Use Cache Hinting for fused_moe kernel #15511

wrmedford · 2025-03-26T01:40:52Z

Forward compatible change with triton-lang/triton#6278. Benchmark below is for when it's merged.

Before

============ Serving Benchmark Result ============
Successful requests:                     500
Benchmark duration (s):                  116.83
Total input tokens:                      50000
Total generated tokens:                  500000
Request throughput (req/s):              4.28
Output token throughput (tok/s):         4279.83
Total Token throughput (tok/s):          4707.81
---------------Time to First Token----------------
Mean TTFT (ms):                          161.36
Median TTFT (ms):                        133.79
P99 TTFT (ms):                           1117.93
-----Time per Output Token (excl. 1st token)------
Mean TPOT (ms):                          72.26
Median TPOT (ms):                        72.86
P99 TPOT (ms):                           75.91
---------------Inter-token Latency----------------
Mean ITL (ms):                           72.19
Median ITL (ms):                         72.33
P99 ITL (ms):                            116.49
==================================================

After

============ Serving Benchmark Result ============
Successful requests:                     500
Benchmark duration (s):                  116.62
Total input tokens:                      50000
Total generated tokens:                  500000
Request throughput (req/s):              4.29
Output token throughput (tok/s):         4287.33
Total Token throughput (tok/s):          4716.07
---------------Time to First Token----------------
Mean TTFT (ms):                          141.31
Median TTFT (ms):                        131.75
P99 TTFT (ms):                           469.73
-----Time per Output Token (excl. 1st token)------
Mean TPOT (ms):                          71.41
Median TPOT (ms):                        72.11
P99 TPOT (ms):                           74.47
---------------Inter-token Latency----------------
Mean ITL (ms):                           71.34
Median ITL (ms):                         71.13
P99 ITL (ms):                            111.78
==================================================

Slight improvement, mostly in latency metrics.

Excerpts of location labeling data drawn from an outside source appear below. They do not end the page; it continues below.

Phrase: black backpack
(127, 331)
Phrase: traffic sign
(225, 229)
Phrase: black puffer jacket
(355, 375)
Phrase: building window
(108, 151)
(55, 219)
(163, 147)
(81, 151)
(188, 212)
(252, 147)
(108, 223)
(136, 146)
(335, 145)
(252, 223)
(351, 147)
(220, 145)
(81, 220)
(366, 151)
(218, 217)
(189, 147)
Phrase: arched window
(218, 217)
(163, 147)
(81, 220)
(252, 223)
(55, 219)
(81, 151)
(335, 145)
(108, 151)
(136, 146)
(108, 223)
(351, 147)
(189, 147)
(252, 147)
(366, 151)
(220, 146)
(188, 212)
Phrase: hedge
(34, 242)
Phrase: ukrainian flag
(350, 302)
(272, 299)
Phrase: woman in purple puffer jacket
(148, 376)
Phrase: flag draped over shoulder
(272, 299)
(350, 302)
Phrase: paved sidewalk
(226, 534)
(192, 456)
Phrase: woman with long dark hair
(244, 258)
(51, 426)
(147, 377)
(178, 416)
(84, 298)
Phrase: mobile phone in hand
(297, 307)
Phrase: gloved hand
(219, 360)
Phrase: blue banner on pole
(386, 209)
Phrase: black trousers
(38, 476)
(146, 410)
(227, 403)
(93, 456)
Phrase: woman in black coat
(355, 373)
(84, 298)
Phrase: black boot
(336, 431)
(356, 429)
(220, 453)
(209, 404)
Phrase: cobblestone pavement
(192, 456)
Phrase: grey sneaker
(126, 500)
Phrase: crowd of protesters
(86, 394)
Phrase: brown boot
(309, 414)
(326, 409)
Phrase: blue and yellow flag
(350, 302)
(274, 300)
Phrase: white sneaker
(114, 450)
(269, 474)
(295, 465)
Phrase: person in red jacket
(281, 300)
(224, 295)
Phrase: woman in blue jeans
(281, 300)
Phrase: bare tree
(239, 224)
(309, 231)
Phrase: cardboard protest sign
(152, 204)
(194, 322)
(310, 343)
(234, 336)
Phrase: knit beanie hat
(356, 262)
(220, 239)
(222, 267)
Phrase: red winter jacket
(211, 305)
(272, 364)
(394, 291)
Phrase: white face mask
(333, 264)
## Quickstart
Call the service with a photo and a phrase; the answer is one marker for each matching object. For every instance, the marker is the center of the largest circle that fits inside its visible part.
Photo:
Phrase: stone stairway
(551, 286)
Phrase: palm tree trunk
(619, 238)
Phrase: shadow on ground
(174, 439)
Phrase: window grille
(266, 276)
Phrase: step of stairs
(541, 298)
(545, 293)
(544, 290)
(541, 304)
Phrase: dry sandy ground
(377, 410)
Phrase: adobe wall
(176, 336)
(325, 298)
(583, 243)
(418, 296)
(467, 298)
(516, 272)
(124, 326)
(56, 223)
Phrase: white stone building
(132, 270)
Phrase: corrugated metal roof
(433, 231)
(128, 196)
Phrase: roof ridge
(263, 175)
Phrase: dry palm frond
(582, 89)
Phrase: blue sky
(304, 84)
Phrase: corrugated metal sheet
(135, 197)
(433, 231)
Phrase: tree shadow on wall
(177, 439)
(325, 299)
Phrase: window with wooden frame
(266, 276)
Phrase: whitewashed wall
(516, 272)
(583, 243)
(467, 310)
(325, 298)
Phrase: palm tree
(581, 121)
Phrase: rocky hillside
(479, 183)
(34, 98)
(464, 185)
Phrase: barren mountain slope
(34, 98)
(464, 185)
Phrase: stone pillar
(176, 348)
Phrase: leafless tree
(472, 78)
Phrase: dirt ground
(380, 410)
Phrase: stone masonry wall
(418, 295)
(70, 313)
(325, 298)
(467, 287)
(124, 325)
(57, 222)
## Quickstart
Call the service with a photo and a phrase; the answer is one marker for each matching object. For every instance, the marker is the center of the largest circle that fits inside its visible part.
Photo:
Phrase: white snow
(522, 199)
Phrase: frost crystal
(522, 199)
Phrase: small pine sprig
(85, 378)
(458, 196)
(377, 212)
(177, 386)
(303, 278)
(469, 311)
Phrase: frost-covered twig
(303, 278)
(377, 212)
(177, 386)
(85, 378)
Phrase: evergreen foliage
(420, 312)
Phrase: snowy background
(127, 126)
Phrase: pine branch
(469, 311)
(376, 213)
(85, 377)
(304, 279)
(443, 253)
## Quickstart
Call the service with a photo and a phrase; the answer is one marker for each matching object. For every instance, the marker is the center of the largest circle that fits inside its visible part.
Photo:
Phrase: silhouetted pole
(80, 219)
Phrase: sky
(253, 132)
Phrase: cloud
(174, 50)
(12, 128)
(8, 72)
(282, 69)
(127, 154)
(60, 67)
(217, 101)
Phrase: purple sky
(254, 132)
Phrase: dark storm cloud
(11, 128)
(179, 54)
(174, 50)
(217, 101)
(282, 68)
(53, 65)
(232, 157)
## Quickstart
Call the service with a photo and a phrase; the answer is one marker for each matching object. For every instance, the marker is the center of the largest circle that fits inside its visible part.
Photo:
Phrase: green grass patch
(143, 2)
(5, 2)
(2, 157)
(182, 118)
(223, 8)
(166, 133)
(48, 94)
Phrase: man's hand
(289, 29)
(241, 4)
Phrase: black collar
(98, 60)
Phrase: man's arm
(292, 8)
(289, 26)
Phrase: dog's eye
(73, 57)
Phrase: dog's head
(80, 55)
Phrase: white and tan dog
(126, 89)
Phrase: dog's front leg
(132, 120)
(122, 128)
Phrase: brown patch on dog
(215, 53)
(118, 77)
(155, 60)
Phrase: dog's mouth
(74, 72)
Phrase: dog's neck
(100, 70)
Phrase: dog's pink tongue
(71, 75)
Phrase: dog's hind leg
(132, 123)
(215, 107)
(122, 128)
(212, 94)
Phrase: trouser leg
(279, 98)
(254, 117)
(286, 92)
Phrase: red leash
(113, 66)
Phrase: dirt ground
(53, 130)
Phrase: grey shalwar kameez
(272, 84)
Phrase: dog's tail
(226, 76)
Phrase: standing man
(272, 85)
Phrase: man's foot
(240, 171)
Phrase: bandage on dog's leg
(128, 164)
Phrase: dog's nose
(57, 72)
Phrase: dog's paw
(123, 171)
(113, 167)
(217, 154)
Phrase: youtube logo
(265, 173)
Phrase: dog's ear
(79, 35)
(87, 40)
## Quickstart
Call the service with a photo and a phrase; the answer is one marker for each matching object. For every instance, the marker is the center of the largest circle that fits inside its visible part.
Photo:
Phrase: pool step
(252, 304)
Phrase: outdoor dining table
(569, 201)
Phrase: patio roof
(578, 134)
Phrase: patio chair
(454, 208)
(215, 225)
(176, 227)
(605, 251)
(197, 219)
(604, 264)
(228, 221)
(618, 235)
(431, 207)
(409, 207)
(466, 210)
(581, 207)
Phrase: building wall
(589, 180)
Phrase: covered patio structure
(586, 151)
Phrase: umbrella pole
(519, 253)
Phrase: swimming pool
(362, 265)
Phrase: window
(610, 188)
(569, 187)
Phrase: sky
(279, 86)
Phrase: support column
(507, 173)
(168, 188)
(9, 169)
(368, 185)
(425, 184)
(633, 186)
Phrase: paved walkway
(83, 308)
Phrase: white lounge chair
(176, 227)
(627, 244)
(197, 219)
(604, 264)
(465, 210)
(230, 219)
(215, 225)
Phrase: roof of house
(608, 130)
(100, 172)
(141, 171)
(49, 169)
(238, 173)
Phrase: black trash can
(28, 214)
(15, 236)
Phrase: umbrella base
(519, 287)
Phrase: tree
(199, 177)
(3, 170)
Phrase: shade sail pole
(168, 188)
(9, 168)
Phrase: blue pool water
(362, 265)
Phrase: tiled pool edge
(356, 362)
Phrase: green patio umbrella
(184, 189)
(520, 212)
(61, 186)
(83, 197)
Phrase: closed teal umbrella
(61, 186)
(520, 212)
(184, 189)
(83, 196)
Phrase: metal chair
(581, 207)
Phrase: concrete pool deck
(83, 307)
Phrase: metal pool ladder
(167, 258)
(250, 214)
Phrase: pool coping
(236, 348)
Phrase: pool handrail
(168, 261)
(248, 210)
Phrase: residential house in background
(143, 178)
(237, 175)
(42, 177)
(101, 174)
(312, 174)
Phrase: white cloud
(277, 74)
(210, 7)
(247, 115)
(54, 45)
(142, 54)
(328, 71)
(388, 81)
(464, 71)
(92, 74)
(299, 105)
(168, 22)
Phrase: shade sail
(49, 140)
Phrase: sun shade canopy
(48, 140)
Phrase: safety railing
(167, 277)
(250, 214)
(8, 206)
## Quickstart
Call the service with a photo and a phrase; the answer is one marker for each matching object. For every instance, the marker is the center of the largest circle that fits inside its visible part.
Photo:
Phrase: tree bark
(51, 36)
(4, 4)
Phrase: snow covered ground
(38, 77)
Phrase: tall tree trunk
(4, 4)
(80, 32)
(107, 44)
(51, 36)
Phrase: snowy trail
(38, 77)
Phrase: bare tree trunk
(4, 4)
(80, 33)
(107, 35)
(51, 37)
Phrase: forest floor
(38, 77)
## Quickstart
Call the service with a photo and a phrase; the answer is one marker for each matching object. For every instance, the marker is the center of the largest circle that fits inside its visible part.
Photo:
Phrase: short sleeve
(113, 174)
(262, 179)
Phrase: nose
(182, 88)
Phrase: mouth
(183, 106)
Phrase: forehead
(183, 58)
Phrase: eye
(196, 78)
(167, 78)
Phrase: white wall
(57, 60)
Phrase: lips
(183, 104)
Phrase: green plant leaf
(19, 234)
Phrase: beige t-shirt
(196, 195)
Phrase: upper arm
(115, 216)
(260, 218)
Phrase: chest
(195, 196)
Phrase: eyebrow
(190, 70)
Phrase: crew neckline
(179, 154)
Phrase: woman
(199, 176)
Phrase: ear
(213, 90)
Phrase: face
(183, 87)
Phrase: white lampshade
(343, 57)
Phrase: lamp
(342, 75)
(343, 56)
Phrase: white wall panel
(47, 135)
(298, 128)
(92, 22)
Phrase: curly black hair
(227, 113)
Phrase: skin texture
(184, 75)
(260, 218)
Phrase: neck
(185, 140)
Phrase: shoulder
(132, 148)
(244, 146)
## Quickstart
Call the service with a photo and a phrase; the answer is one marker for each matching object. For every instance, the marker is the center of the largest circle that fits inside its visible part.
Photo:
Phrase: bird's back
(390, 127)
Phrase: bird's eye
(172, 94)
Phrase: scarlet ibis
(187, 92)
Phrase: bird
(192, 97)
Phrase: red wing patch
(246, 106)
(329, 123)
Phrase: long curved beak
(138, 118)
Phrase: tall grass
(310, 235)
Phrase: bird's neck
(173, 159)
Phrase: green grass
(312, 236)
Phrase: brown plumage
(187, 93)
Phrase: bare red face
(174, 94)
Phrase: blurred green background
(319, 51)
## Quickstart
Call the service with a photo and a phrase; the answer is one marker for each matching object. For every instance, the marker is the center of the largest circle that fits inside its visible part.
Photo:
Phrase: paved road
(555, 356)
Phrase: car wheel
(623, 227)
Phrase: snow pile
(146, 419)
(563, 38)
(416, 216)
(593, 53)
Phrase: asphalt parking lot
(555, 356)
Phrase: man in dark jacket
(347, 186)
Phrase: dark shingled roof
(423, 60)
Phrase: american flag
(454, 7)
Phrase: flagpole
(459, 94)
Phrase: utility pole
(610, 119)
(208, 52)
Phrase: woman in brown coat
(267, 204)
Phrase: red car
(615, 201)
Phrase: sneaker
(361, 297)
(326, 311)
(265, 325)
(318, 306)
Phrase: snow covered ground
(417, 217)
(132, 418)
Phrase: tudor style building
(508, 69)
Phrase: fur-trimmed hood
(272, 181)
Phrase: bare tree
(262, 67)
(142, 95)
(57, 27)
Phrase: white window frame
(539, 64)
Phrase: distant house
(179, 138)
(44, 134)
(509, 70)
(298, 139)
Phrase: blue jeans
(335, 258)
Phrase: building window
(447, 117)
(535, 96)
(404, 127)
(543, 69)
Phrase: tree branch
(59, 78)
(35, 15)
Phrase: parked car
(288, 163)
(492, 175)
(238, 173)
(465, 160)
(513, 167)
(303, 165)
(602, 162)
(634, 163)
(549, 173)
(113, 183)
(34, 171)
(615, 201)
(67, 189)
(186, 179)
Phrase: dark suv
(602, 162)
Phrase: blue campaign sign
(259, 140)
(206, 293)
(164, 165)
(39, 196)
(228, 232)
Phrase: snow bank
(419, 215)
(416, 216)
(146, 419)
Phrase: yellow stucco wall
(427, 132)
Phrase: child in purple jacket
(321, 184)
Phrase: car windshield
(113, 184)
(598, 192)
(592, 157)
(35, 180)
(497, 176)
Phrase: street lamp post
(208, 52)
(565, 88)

Interface already exists, so this is safe to merge now.

Big thanks to @Apsu on all of the help here!

github-actions · 2025-03-26T01:41:00Z

👋 Hi! Thank you for contributing to the vLLM project.

💬 Join our developer Slack at https://slack.vllm.ai to discuss your PR in #pr-reviews, coordinate on features in #feat- channels, or join special interest groups in #sig- channels.

Just a reminder: PRs would not trigger full CI run by default. Instead, it would only run fastcheck CI which starts running only a small and essential subset of CI tests to quickly catch errors. You can run other CI tests on top of those by going to your fastcheck build on Buildkite UI (linked in the PR checks section) and unblock them. If you do not have permission to unblock, ping simon-mo or khluu to add you in our Buildkite org.

Once the PR is approved and ready to go, your PR reviewer(s) can run CI to test the changes comprehensively before merging.

To run CI, PR reviewers can either: Add ready label to the PR or enable auto-merge.

🚀

Signed-off-by: Wes Medford <[email protected]>

youkaichao · 2025-03-26T14:08:02Z

@LucasWilkinson @bnellnm can you help review?

LucasWilkinson · 2025-03-26T16:45:53Z

Seems straight forward enough, this shouldn't cause any issue on non-Nvidia hardware? i.e. these parameters are just ignored right?

bnellnm

lgtm

LucasWilkinson

LGTM assuming:

this shouldn't cause any issue on non-Nvidia hardware? i.e. these parameters are just ignored right?

wrmedford · 2025-03-26T18:16:10Z

Seems straight forward enough, this shouldn't cause any issue on non-Nvidia hardware? i.e. these parameters are just ignored right?

Afaik these bindings have existed in triton for a while and it's up to the backend to implement them. Otherwise they're ignored.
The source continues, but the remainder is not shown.